P.S. Ansonsten funtkionieren bei mir im übrigen alle ausführbare Jars, sowohl meine selbst erstellten, als auch welche aus dem Forum.


----------



## Robokopp (28. Apr 2012)

Ok, da bin ich ratlos. Eventuell hab ich auch was falsch gemacht.
Hast du mal versucht das ganze über die Konsole zu starten?


----------



## GUI-Programmer (28. Apr 2012)

Robokopp hat gesagt.:


> Ok, da bin ich ratlos. Eventuell hab ich auch was falsch gemacht.
> Hast du mal versucht das ganze über die Konsole zu starten?

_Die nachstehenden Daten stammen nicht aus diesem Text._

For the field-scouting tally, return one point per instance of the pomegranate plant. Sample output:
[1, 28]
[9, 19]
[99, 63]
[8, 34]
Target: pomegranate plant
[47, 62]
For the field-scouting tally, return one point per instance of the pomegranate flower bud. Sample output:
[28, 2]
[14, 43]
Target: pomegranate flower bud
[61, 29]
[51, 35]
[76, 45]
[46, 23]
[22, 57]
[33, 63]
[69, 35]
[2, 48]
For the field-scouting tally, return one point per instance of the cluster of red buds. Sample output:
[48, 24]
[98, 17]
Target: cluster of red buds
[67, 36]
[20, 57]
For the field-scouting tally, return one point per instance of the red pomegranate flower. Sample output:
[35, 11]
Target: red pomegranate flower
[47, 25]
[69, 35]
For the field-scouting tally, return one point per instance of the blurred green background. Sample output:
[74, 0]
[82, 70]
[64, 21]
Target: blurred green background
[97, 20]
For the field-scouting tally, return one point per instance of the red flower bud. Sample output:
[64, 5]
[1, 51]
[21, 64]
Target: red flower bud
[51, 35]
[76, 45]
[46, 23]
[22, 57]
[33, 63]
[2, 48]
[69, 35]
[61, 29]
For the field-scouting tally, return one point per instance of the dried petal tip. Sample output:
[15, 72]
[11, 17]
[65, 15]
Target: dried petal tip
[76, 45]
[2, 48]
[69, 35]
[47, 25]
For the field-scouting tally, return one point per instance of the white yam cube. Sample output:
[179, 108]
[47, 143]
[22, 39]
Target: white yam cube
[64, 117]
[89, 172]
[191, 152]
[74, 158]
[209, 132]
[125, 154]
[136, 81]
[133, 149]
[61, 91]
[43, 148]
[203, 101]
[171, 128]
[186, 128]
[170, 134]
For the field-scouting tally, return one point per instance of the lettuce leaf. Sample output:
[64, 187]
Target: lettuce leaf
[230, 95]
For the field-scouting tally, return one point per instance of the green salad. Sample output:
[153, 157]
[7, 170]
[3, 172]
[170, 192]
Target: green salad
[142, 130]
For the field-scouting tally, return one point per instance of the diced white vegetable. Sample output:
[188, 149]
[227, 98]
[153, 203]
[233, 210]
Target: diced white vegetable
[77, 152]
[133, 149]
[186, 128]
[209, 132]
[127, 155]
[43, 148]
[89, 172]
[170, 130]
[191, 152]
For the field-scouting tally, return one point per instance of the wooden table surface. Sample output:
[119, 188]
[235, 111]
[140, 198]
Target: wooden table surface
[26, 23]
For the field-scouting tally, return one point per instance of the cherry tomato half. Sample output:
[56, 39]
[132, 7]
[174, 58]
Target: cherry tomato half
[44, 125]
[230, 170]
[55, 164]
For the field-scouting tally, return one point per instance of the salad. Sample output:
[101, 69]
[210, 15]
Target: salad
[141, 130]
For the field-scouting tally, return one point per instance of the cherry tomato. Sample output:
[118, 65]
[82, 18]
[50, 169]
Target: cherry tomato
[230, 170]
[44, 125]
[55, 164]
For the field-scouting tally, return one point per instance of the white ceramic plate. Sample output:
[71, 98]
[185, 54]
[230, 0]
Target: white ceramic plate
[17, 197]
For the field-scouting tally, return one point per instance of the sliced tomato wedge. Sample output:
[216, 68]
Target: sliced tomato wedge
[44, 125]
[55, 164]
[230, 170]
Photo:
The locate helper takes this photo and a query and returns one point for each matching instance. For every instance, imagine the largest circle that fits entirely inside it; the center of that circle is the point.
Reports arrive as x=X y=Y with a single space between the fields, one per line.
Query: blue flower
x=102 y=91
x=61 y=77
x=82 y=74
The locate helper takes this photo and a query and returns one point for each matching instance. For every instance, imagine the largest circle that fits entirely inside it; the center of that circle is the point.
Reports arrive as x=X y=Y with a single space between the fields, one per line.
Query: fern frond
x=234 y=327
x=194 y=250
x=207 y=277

Das habe ich über die Windows-Konsole gestartet. (Per Doppelklick passiert garnichts)


----------



## Robokopp (28. Apr 2012)

ah okay irgendwie logisch 

Also Zusammenfassung:
-Beim Threadersteller funktioniert es nicht per doppelklick, per Konsole allerdings schon und ohne Fehlermeldungen
-Bei dir funktioniert es nicht per doppelklick, und per Konsole gibts ne Fehlermeldung
-Bei mir funktioniert es per doppelklick und per Konsole ohne Fehler

Ich weiß nicht ob es an der Jar liegt, denn wäre dort irgendwas "defekt", würde sie ja beim Threadersteller auch nicht laufen, selbst über die Konsole nicht, und bei mir dürfte sie dann theoretisch auch nicht laufen.

Was für ein OS benutzt du?(GUI-Programmer)
Vlt läuft auch was beim Classloader schief, aber das ist nur eine leere Vermutung


----------



## GUI-Programmer (28. Apr 2012)

@Robokopp:
Windows 7 Home Premium 64 Bit. Aber vielleicht stimmt bei meiner Grafik auch etwas nicht, siehe Java7: Faszination File AIO ... - allerdings funktioniert bei mir Minecraft perfekt (~80 FPS) welches imho auch OpenGL verwendet. Meine Java Versionen sind Java 7 Update 3, sowohl mit 64 Bit als auch mit 32 Bit getestet.

@TO:
Versuch doch einfach mal meine Programme aus meiner Signatur bspw. zu starten.


----------